E toda aquela passividade se tornou um desespero e urgência de sentir um ao outro, estávamos tão perto até não sobrar nenhum espaço entre nossos corpos pude sentir seus músculos e suas costas estavam quentes e então toquei em seu cabelo que era tão lindo quanto ele próprio, estávamos nos beijando loucamente, ele tocava em meu cabelo e contornava meu corpo com sua mão, quando percebi que meu vestido abriu nas costas corei ninguém nunca me vira assim.

–Não devo, não posso, Desculpe quanto atrevimento me...

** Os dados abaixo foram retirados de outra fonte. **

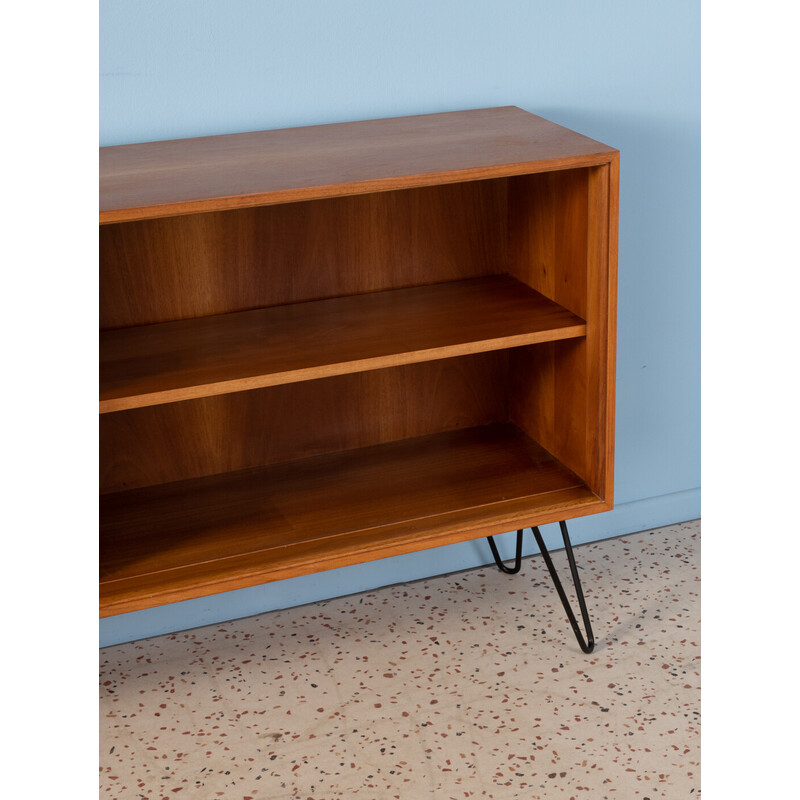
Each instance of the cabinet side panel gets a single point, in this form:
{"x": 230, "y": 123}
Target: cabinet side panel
{"x": 197, "y": 265}
{"x": 559, "y": 244}
{"x": 190, "y": 439}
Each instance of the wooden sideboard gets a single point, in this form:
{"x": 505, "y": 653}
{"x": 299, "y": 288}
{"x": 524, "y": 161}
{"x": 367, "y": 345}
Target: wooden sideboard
{"x": 326, "y": 345}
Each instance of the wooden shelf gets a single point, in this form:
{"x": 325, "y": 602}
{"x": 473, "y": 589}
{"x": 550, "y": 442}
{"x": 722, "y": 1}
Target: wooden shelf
{"x": 194, "y": 358}
{"x": 174, "y": 541}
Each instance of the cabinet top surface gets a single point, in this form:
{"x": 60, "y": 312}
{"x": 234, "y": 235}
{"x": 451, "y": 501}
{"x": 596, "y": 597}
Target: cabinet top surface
{"x": 240, "y": 170}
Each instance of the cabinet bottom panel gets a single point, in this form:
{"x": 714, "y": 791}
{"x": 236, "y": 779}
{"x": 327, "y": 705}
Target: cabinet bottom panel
{"x": 176, "y": 541}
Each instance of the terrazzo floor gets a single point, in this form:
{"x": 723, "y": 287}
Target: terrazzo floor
{"x": 469, "y": 685}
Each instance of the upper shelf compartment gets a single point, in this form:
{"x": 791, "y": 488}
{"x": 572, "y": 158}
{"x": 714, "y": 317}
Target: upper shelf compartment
{"x": 242, "y": 170}
{"x": 192, "y": 358}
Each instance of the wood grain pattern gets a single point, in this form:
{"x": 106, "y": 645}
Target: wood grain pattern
{"x": 226, "y": 433}
{"x": 333, "y": 344}
{"x": 184, "y": 176}
{"x": 559, "y": 244}
{"x": 185, "y": 539}
{"x": 252, "y": 349}
{"x": 192, "y": 266}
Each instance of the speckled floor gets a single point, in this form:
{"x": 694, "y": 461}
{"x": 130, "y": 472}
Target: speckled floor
{"x": 467, "y": 685}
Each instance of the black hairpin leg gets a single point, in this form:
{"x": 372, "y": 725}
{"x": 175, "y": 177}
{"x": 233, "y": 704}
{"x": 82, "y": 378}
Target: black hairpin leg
{"x": 517, "y": 559}
{"x": 587, "y": 645}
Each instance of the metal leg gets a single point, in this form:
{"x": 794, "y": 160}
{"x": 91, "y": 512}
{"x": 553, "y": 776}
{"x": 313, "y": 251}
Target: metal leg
{"x": 517, "y": 559}
{"x": 587, "y": 645}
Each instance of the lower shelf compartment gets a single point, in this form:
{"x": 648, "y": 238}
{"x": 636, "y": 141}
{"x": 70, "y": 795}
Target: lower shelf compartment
{"x": 193, "y": 538}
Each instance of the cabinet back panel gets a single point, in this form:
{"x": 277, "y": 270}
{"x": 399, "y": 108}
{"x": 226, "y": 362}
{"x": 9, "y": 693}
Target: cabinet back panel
{"x": 190, "y": 266}
{"x": 190, "y": 439}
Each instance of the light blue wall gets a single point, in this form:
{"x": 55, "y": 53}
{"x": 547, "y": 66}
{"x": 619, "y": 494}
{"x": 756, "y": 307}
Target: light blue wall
{"x": 625, "y": 72}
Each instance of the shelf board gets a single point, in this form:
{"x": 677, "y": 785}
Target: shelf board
{"x": 241, "y": 170}
{"x": 174, "y": 361}
{"x": 192, "y": 538}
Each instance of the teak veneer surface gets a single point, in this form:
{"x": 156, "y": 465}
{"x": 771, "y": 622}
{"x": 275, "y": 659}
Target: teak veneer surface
{"x": 206, "y": 356}
{"x": 214, "y": 173}
{"x": 190, "y": 538}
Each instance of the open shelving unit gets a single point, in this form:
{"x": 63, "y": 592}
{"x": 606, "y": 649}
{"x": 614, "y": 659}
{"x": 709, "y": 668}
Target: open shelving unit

Então eu o beijei como se dando permissão e cortando sua fala, ele retribui e tocou em minhas costas nuas com suas mãos quentes o que me fez arrepiar, eu estava já transtornada pelo desejo e ele também quando eu estava desabotoando a camisa de Nick ouvi o barulho de um carro e vozes então me recompus abotoando a parte de trás do meu vestido e arrumando meu cabelo rapidamente ele foi mais rápido, percebi que estava muito corado igual a mim, estávamos atrás de uma das roseiras, nos levantados e corri de mãos entrelaçadas na dele até a porta do jardim e sentando em uma dos bancos quando Eva e Eleanor nos chamavam percebi que Nícolas sorria e me olhava com ternura e disse com voz falha, rouca e sussurrante:

–Dile,quero te ver novamente, fuja de lá você está em perigo, eu não sei mais você mudou tudo em mim, Dile antes para mim você só era mais uma mundana mais estou apaixonado por você, você ira me ver novamente?

–Nick eu não compreendo mais quero-te v..

–Ai está vocês. – Disse Eva com Eleanor ao seu lado sorrindo satisfeita. – Vamos Dile.

Olhei novamente para Nick que estava descabelado e ainda sim um anjo lindo e celestial, sorri a ele e me fui.

–Leve o ultimo pedaço de meu coração e alma contigo. –Sussurrou Nícolas mais já era tarde eu já tinha ido.